There were many highlights along the way, though sadly, and not surprisingly, there was no sign of the Pallid/Montagu's/Hen/Northern Harrier seen on Monday (12th), but we were treated to the wonderful sighting of Boxing Hares! This was a first for both of us and the boxing lasted up to half-an-hour.

Later, whilst walking the ridge between Kithurst Hill and Amberley, I somehow spotted a very high White-tailed Eagle; I later learnt, thanks to LP, that this bird had flown down from Scotland in the preceding few days, being seen in Kent, East Sussex, and my sighting, before arriving back onto the Isle of Wight. The bird stayed in view for five minutes as it got held up by an incoming snow shower.

Elsewhere, seven singing Firecrests were noted along the 16-mile route, but no grounded migrants whatsoever!

Brown Hares

White-tailed Eagle over Amberley

Thursday 8 April 2021

Northern Mockingbird - Pulborough 08/04/2021

With no sign of the Northern Mockingbird in Devon this morning, it was somewhat nice to know the bird had finally moved on after its prolonged stay. However, who knew it would then turn up at Pulborough the very next day! 

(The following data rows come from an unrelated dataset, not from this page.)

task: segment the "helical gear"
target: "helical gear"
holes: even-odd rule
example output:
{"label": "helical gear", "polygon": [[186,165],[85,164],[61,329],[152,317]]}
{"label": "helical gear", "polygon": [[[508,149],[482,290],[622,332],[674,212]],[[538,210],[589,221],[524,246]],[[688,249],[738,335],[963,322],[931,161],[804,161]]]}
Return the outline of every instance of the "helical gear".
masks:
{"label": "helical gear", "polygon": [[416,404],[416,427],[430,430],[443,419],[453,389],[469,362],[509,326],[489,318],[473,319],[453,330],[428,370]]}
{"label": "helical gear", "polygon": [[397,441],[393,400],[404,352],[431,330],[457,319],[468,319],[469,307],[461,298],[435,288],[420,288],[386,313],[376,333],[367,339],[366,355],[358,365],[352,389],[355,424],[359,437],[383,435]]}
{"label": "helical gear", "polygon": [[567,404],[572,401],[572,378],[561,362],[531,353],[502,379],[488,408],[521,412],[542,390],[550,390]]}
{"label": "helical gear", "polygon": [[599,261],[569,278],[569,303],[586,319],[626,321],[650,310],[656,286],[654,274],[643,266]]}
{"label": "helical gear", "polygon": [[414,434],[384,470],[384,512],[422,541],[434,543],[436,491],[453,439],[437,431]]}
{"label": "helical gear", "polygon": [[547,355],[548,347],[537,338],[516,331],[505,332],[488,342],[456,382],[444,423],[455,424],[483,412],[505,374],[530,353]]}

Thankfully, a homeowner managed to release some pictures of the bird late morning, and once it had been re-found by Dave Sadler et al., it was time to get permission to leave the office/kitchen and head straight down. Rather helpfully, the bird obliged the whole time I was there and showed well on numerous occasions, much to the relief of many. It goes without saying that this is the first record for Sussex, and continues this year's American theme with the White-throated Sparrow being seen this year also... what else is lurking out there?

It was also great to see and speak to so many birders who I haven't seen for some time... happy days!